COVID-19 causes tubular injury in the kidneys, which is often accompanied by urinalysis abnormalities. Glomerular filtration is also impaired in COVID-19 patients, as seen by elevated blood creatinine and urea nitrogen levels [56, 57]. Electrolyte abnormalities such as hyponatremia and hypokalemia are additionally associated with the disease severity in COVID-19 patients [58]. To date, the research has been confined to observations made during hospitalization; as a result, the recovery of renal condition in COVID-19 patients who survive hospitalization is unclear. In the present investigation, we studied the recovery of renal function in response to exercise training in COVID-19 survivors. All three MICT, RT, and CET treatments resulted in substantial improvements in creatinine, urea nitrogen, sodium, and potassium from baseline values at 4 and 8 weeks, compared to the NON-EX group. Importantly, MICT and RT treatments show a synergistic impact in improving urea nitrogen, sodium, and potassium levels after eight weeks of intervention. We could not find any study investigating the impacts of aerobic, resistance, or mixed regimens on renal recovery in COVID-19 survivors. However, regarding renal function, previous research has demonstrated that frequent exercise sessions can change renal hemodynamics by increasing blood flow, which stimulates muscles and leads to an increase in intraglomerular pressure. As a result, an improvement in efferent arteriole pressures after exercise is hypothesized to increase hydraulic pressures, allowing proteins to pass through the glomerulus more easily [59, 60]. Therefore, a substantial improvement in concentrations of these renal function indicators following exercise training likely represents continued subclinical development of renal pathology in COVID-19 survivors. This observation could be associated with the enhanced recovery of renal function and the increased abilities of the kidneys to regulate electrolytes in COVID-19 survivors.

Our findings parallel previous reports that COVID-19 perturbates RBC, hemoglobin, and hematocrit concentrations [61]. In patients with severe COVID-19 infection, anemia, particularly inflammation-related anemia, is common, and this is linked to extended hospitalizations, poor clinical outcomes, and poor survival. This might be connected to decreased tissue oxygenation and anemia, reflecting comorbidities such as compromised renal function, advanced age, or increased inflammation [61]. Anemia can be caused by COVID-19-induced hypoplastic bone marrow and antiviral therapy adverse effects [61]. Another major explanation might be iron insufficiency of vitamin B12 and folate deficit caused by low appetite and anxiety in COVID-19 patients [61]; however, there are scarce data in this critical condition. In this cohort of COVID-19 survivors, all three MICT, RT, and CET treatments caused significant improvements in hemoglobin levels at both 4 and 8 weeks. Increased red blood cell counts and hematocrit concentrations at these time points support this view. Exercise training has been shown to increase total hemoglobin and red blood cell mass, resulting in increased blood oxygen-carrying capacity. The underlying mechanism is thought to originate mostly in the bone marrow and includes enhanced erythropoiesis with hematopoietic bone marrow hyperplasia, improved hematopoietic microenvironment produced by exercise training, and hormone- and cytokine-accelerated erythropoiesis [62].

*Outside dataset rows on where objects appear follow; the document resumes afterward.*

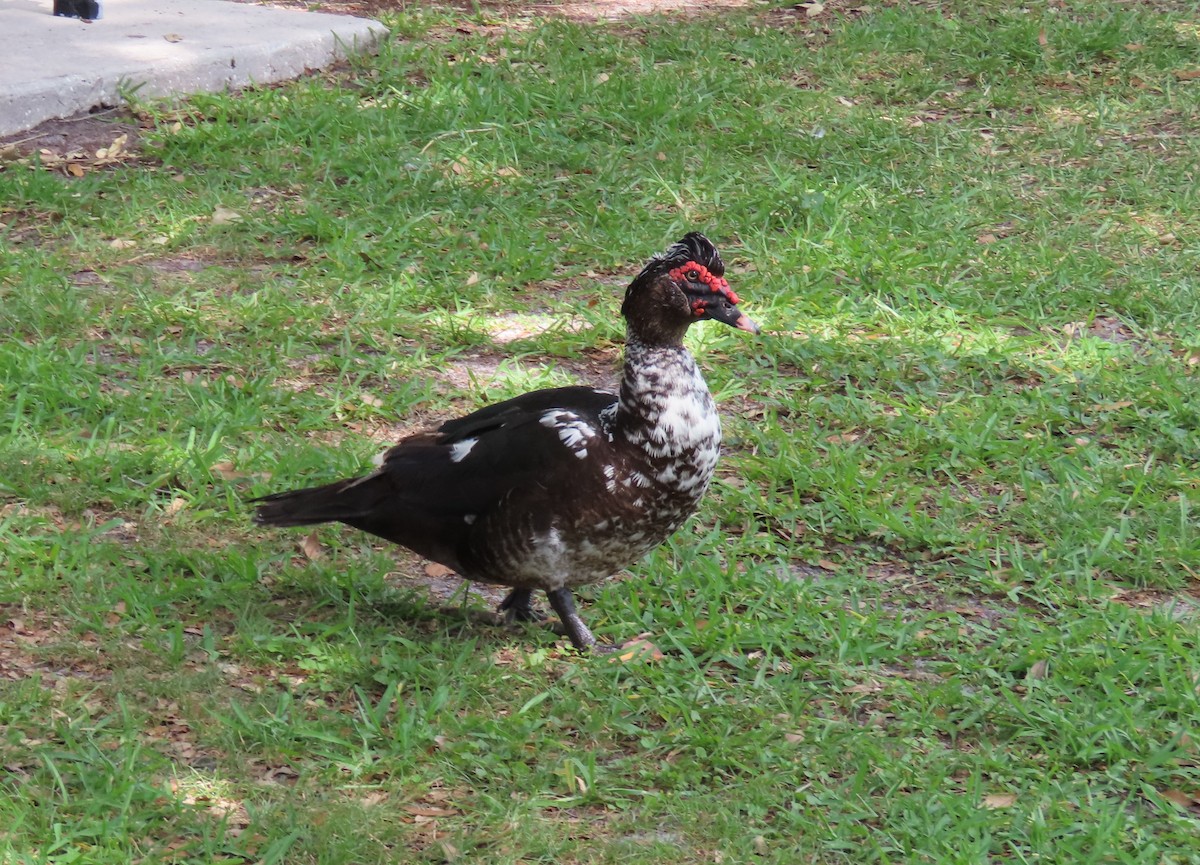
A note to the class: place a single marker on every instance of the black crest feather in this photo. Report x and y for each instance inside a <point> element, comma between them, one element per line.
<point>693,246</point>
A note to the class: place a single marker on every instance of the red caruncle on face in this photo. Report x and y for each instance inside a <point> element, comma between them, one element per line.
<point>699,272</point>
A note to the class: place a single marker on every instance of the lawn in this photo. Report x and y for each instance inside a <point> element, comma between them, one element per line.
<point>941,604</point>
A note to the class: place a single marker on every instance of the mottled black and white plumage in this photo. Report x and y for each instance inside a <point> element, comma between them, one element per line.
<point>558,487</point>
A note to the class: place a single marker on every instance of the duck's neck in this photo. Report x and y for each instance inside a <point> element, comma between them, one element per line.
<point>665,407</point>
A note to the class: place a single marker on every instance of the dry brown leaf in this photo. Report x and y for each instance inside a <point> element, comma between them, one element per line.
<point>311,546</point>
<point>225,469</point>
<point>641,649</point>
<point>843,438</point>
<point>419,810</point>
<point>223,216</point>
<point>1182,799</point>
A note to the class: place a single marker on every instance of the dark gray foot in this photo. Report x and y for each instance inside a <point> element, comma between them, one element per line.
<point>564,605</point>
<point>517,606</point>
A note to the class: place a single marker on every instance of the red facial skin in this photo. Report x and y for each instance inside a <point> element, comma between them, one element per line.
<point>713,281</point>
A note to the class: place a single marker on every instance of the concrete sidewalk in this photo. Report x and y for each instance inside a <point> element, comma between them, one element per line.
<point>54,67</point>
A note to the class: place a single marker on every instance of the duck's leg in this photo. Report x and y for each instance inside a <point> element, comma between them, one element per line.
<point>517,606</point>
<point>564,605</point>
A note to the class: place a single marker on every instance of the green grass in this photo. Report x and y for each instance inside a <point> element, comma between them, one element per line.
<point>940,606</point>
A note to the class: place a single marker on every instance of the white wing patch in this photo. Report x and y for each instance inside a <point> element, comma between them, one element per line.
<point>459,450</point>
<point>573,431</point>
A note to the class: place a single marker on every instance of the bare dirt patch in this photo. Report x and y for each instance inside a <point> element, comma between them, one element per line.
<point>76,145</point>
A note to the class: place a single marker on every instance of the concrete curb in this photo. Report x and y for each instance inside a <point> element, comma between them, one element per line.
<point>55,67</point>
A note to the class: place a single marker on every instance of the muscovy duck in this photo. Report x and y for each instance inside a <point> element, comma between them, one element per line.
<point>558,487</point>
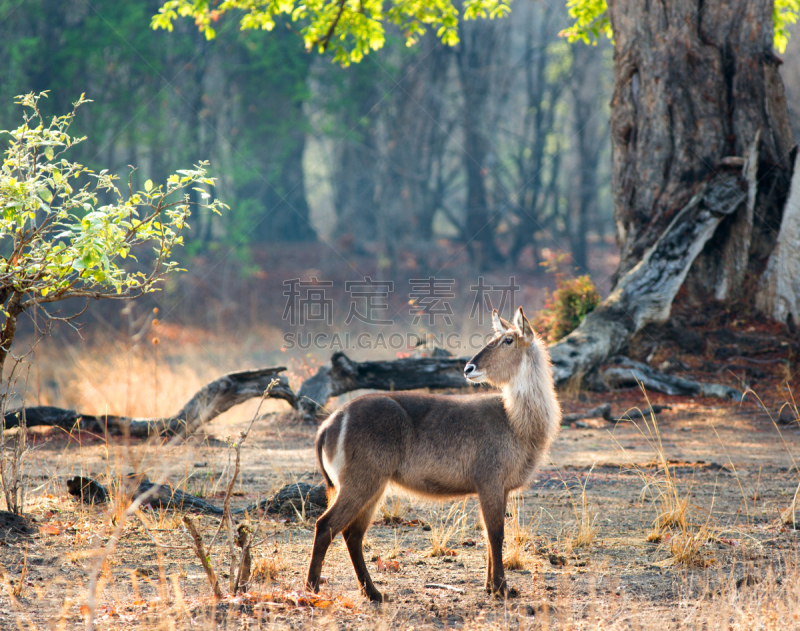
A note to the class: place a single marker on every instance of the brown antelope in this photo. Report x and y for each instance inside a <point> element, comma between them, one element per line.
<point>441,446</point>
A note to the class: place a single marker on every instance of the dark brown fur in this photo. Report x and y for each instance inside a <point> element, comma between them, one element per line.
<point>440,446</point>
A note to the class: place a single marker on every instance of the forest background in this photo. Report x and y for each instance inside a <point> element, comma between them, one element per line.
<point>488,160</point>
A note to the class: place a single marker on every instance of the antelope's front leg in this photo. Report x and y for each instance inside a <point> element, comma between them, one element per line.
<point>493,510</point>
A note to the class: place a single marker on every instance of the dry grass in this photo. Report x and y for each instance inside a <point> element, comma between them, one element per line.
<point>393,510</point>
<point>163,591</point>
<point>269,565</point>
<point>518,535</point>
<point>444,527</point>
<point>586,528</point>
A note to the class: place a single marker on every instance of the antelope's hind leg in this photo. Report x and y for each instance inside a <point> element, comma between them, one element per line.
<point>348,507</point>
<point>354,538</point>
<point>493,511</point>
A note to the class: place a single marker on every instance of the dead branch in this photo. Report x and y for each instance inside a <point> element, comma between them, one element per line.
<point>645,294</point>
<point>345,375</point>
<point>626,372</point>
<point>200,551</point>
<point>209,402</point>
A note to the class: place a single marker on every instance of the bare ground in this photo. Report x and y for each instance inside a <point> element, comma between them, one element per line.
<point>734,467</point>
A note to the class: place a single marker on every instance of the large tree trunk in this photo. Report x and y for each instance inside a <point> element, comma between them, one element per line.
<point>695,84</point>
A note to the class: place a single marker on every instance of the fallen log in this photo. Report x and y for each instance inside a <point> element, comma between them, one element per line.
<point>209,402</point>
<point>645,294</point>
<point>346,375</point>
<point>601,411</point>
<point>624,372</point>
<point>295,498</point>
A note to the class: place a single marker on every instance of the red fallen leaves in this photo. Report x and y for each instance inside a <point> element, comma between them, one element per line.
<point>292,599</point>
<point>268,601</point>
<point>55,528</point>
<point>388,566</point>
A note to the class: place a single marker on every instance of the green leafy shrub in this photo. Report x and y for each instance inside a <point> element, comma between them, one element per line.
<point>566,307</point>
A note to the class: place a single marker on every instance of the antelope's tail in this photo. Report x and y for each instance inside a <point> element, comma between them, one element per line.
<point>319,446</point>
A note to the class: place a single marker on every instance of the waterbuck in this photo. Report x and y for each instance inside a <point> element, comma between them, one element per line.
<point>440,446</point>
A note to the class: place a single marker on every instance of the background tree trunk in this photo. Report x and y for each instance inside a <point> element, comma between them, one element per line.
<point>695,82</point>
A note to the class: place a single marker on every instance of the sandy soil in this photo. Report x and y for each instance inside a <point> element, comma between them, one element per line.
<point>734,465</point>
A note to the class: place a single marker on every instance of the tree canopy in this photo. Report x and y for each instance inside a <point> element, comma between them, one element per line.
<point>350,28</point>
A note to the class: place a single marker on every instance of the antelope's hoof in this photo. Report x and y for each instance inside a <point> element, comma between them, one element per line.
<point>375,596</point>
<point>312,586</point>
<point>504,591</point>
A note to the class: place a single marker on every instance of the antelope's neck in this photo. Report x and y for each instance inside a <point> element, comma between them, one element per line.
<point>530,401</point>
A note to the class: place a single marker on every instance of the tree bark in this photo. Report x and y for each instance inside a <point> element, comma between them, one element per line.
<point>645,294</point>
<point>695,83</point>
<point>209,402</point>
<point>779,293</point>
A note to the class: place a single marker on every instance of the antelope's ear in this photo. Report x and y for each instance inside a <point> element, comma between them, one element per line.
<point>521,323</point>
<point>497,323</point>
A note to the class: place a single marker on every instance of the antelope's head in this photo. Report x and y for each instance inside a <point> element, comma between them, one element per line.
<point>499,362</point>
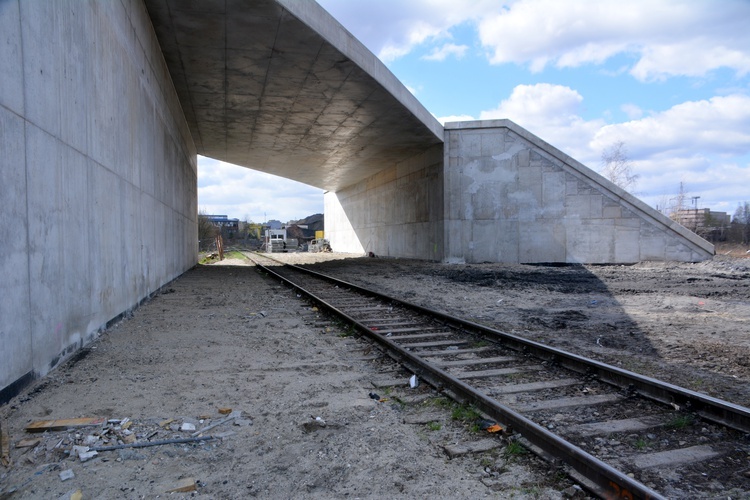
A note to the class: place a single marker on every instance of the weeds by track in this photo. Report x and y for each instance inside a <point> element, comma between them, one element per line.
<point>622,435</point>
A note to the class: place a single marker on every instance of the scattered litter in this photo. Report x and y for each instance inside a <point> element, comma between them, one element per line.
<point>4,447</point>
<point>28,442</point>
<point>86,456</point>
<point>146,444</point>
<point>242,422</point>
<point>67,474</point>
<point>315,424</point>
<point>232,415</point>
<point>63,424</point>
<point>184,485</point>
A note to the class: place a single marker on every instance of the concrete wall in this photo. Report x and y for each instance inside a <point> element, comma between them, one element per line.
<point>511,197</point>
<point>395,213</point>
<point>98,175</point>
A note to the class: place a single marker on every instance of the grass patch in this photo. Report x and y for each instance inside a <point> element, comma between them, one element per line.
<point>434,426</point>
<point>439,402</point>
<point>479,343</point>
<point>680,422</point>
<point>235,254</point>
<point>514,449</point>
<point>465,413</point>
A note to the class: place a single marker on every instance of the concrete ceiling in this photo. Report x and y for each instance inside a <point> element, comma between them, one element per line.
<point>281,87</point>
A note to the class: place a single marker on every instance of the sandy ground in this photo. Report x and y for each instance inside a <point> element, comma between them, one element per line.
<point>226,337</point>
<point>688,324</point>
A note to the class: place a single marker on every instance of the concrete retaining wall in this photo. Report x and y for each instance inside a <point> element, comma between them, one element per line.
<point>511,197</point>
<point>98,176</point>
<point>395,213</point>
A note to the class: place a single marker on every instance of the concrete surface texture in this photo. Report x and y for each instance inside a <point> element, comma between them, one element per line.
<point>397,212</point>
<point>511,197</point>
<point>280,86</point>
<point>98,176</point>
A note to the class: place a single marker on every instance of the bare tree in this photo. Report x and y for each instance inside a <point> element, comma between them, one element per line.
<point>617,168</point>
<point>741,219</point>
<point>206,230</point>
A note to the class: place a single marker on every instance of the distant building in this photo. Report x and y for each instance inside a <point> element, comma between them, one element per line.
<point>704,222</point>
<point>229,227</point>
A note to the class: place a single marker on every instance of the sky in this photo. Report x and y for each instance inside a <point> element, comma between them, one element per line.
<point>670,79</point>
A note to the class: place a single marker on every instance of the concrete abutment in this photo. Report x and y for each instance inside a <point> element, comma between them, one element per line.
<point>98,176</point>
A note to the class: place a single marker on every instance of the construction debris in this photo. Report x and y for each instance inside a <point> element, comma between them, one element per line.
<point>63,424</point>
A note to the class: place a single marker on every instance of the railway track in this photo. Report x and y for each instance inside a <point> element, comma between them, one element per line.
<point>620,434</point>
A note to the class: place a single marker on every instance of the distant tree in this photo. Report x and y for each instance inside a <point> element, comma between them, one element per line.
<point>741,219</point>
<point>617,168</point>
<point>206,230</point>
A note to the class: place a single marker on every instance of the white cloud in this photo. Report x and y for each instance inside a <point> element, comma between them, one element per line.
<point>665,38</point>
<point>720,125</point>
<point>393,28</point>
<point>454,118</point>
<point>632,111</point>
<point>550,112</point>
<point>668,38</point>
<point>449,49</point>
<point>239,192</point>
<point>705,144</point>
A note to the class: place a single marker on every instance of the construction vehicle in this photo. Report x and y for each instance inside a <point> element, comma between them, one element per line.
<point>319,245</point>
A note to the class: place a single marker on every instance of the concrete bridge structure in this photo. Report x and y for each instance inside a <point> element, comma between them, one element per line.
<point>104,106</point>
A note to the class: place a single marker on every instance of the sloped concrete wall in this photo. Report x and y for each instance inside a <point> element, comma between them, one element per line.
<point>98,176</point>
<point>511,197</point>
<point>396,213</point>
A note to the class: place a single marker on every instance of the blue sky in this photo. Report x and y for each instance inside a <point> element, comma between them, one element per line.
<point>670,79</point>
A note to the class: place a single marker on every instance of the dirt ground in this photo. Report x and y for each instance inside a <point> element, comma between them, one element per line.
<point>226,337</point>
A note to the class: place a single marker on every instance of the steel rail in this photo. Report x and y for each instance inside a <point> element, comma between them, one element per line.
<point>602,479</point>
<point>708,407</point>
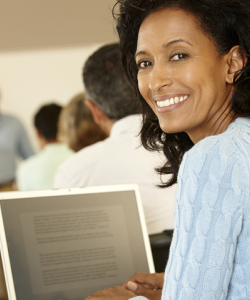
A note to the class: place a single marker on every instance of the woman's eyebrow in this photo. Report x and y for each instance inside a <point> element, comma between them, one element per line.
<point>167,45</point>
<point>176,41</point>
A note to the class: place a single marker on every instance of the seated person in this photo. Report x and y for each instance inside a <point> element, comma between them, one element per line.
<point>76,125</point>
<point>38,171</point>
<point>119,159</point>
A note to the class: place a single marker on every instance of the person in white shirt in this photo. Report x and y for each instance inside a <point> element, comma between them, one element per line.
<point>38,171</point>
<point>120,158</point>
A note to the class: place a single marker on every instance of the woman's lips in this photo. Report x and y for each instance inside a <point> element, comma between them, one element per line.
<point>171,101</point>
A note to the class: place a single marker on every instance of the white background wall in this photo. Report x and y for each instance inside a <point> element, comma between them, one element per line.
<point>28,79</point>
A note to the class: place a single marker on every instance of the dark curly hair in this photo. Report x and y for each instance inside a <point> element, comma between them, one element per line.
<point>226,22</point>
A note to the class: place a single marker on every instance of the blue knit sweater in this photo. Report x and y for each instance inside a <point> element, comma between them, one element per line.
<point>210,252</point>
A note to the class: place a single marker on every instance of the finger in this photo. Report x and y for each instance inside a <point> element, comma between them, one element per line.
<point>143,278</point>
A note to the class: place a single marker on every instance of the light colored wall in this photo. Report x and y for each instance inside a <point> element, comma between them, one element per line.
<point>28,79</point>
<point>44,45</point>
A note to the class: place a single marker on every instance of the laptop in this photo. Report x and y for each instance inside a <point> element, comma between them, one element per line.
<point>66,244</point>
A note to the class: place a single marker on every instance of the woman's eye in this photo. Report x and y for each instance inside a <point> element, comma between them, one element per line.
<point>143,64</point>
<point>179,56</point>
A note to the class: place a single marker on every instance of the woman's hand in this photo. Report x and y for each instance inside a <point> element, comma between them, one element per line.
<point>112,293</point>
<point>145,284</point>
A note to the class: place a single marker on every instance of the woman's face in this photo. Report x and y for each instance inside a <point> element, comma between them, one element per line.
<point>181,75</point>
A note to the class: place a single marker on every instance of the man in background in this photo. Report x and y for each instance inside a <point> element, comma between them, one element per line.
<point>38,171</point>
<point>14,144</point>
<point>119,159</point>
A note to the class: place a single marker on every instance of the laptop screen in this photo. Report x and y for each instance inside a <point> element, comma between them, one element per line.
<point>70,245</point>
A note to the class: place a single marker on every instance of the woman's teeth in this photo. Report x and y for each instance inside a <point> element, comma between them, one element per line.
<point>171,101</point>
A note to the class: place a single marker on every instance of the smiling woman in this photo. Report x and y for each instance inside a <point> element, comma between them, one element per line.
<point>188,61</point>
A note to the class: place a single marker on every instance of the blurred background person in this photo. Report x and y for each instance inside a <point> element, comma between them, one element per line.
<point>38,171</point>
<point>14,144</point>
<point>118,159</point>
<point>77,128</point>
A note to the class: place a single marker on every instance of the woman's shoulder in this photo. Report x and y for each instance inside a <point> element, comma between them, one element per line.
<point>215,153</point>
<point>235,140</point>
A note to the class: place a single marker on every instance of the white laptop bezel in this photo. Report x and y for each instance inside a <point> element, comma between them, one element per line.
<point>71,191</point>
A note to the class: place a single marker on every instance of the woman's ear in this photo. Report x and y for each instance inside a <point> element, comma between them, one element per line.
<point>236,61</point>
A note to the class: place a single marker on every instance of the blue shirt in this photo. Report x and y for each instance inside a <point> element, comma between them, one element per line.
<point>210,251</point>
<point>14,143</point>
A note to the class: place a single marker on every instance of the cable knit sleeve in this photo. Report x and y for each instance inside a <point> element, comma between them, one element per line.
<point>212,188</point>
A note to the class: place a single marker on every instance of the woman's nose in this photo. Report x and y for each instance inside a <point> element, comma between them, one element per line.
<point>159,78</point>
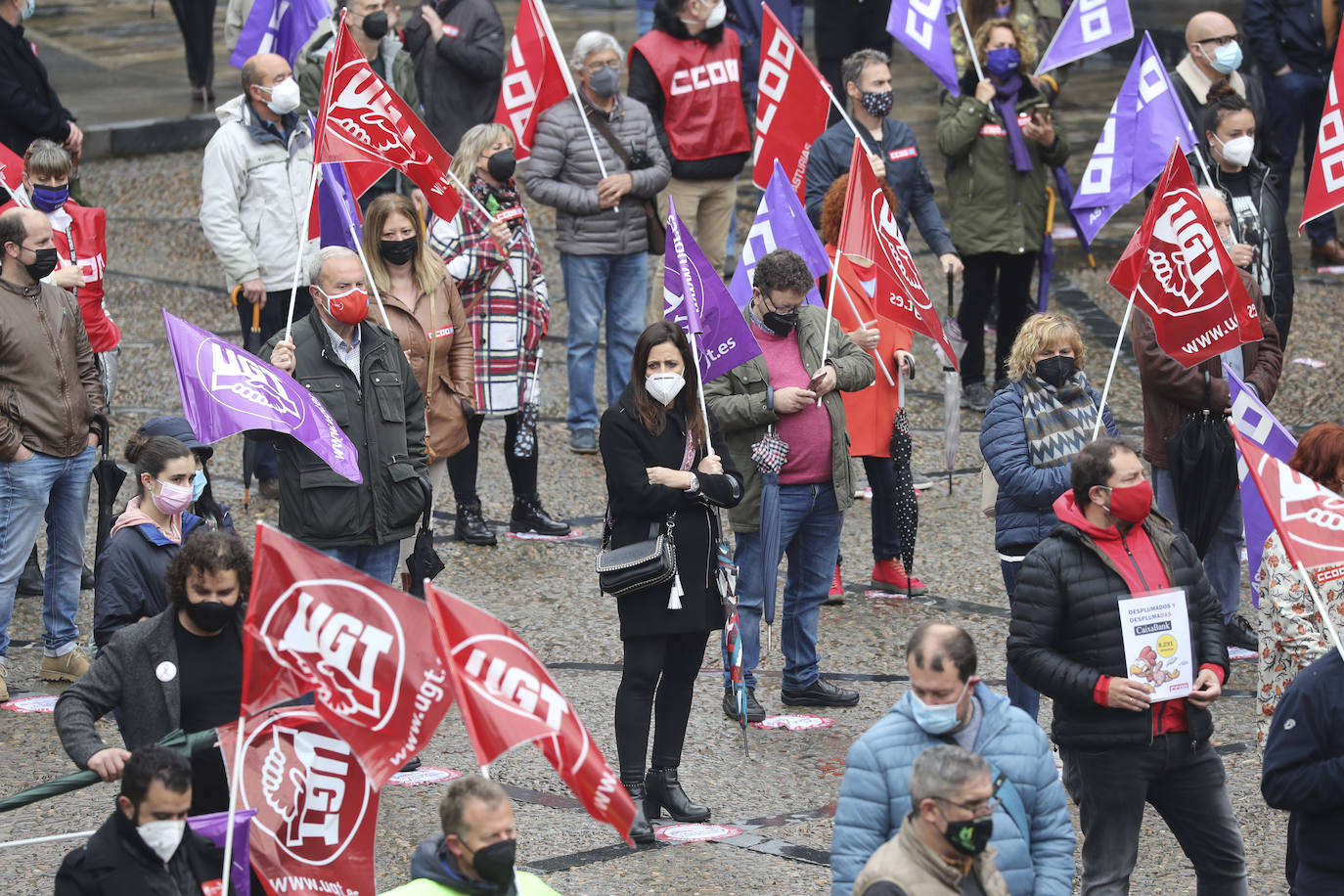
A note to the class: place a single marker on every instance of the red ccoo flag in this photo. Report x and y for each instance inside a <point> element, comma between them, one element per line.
<point>872,250</point>
<point>793,107</point>
<point>507,697</point>
<point>1179,274</point>
<point>315,623</point>
<point>535,76</point>
<point>362,119</point>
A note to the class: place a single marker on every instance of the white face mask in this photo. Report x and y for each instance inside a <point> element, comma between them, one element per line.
<point>162,835</point>
<point>1238,150</point>
<point>284,97</point>
<point>664,387</point>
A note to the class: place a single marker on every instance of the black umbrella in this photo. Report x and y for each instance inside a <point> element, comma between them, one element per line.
<point>1202,457</point>
<point>109,478</point>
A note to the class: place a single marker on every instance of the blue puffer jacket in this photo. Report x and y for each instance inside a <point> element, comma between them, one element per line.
<point>1021,514</point>
<point>875,797</point>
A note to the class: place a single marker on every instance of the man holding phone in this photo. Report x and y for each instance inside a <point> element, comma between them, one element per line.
<point>779,391</point>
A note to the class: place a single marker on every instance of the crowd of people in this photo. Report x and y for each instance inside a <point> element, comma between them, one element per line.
<point>956,790</point>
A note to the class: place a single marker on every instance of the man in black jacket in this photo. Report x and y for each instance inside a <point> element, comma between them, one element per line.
<point>1118,748</point>
<point>146,845</point>
<point>28,107</point>
<point>1294,42</point>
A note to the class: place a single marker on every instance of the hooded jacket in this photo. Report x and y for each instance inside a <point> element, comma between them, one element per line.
<point>252,193</point>
<point>875,797</point>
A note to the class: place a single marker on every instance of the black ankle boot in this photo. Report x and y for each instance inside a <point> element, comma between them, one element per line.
<point>664,790</point>
<point>470,525</point>
<point>642,830</point>
<point>528,516</point>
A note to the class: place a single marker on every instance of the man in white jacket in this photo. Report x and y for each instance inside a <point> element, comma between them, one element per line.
<point>252,194</point>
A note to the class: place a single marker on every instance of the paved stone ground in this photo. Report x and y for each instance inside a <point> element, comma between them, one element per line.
<point>783,797</point>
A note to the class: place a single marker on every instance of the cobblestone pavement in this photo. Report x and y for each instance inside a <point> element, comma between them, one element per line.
<point>783,795</point>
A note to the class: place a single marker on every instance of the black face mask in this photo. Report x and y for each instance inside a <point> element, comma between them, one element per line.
<point>376,25</point>
<point>211,615</point>
<point>495,863</point>
<point>969,837</point>
<point>1056,370</point>
<point>398,251</point>
<point>502,165</point>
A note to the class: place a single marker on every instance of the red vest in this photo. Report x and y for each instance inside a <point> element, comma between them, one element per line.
<point>701,92</point>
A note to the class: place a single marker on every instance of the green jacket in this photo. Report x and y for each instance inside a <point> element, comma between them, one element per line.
<point>739,399</point>
<point>995,208</point>
<point>383,416</point>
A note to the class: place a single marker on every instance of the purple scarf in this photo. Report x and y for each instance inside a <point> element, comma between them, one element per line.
<point>1006,101</point>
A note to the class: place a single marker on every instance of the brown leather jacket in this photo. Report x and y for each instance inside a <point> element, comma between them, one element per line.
<point>1172,392</point>
<point>49,381</point>
<point>448,400</point>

Strengths and Limitations of This Study

One concern with the current study's findings was that, for logistical reasons, lack of resources, and the inadequate number of patients in each category, we were unable to do randomization based on gender and disease severity. However, to the best of our knowledge, this is the first randomized controlled trial in which the direct effects of different exercise modalities have been compared before and after training with a control group concerning the biochemical and hematologic markers in patients surviving COVID-19. Post-registration changes in the protocol are another limitation of the current implementation. Because of the topic's significance, in the present study, we decided to look into prognostic hematological and biochemical indicators in blood samples using a smaller population and shorter time frame than the original design. Therefore, to investigate how varied physical activity patterns over eight weeks would affect prognostic blood indicators of the disease, the participants of the present study were randomly chosen from the subjects of the original design. In the present design, there were no subjective measures of COVID-19 symptoms; thus, it is unclear whether these alterations in circulatory biomarkers are linked to subjective symptom reports. Our laboratory is presently addressing these issues. Another possible limitation consists of self-reported data during the study period. Furthermore, due to the nature of the trial, it was impossible to mask the given intervention, but we did blind the outcome assessments, which is all we can be expected to do with this type of study. Moreover, possible confounders such as medication usage were not considered. As a result, the influence of confounding will be a key topic for future research. However, despite these limitations, before this trial, the responses of biochemical and hematologic parameters linked to COVID-19 symptoms and severity to exercise in surviving patients were unclear. Importantly, this research adds weight to the previous findings and goes beyond our prior understandings by demonstrating that COVID-19 survivors benefit from exercise training. More research in bigger cohorts with varied training designs is needed to better understand the effects of exercise modalities on markers associated with symptoms and severity in surviving COVID-19 patients.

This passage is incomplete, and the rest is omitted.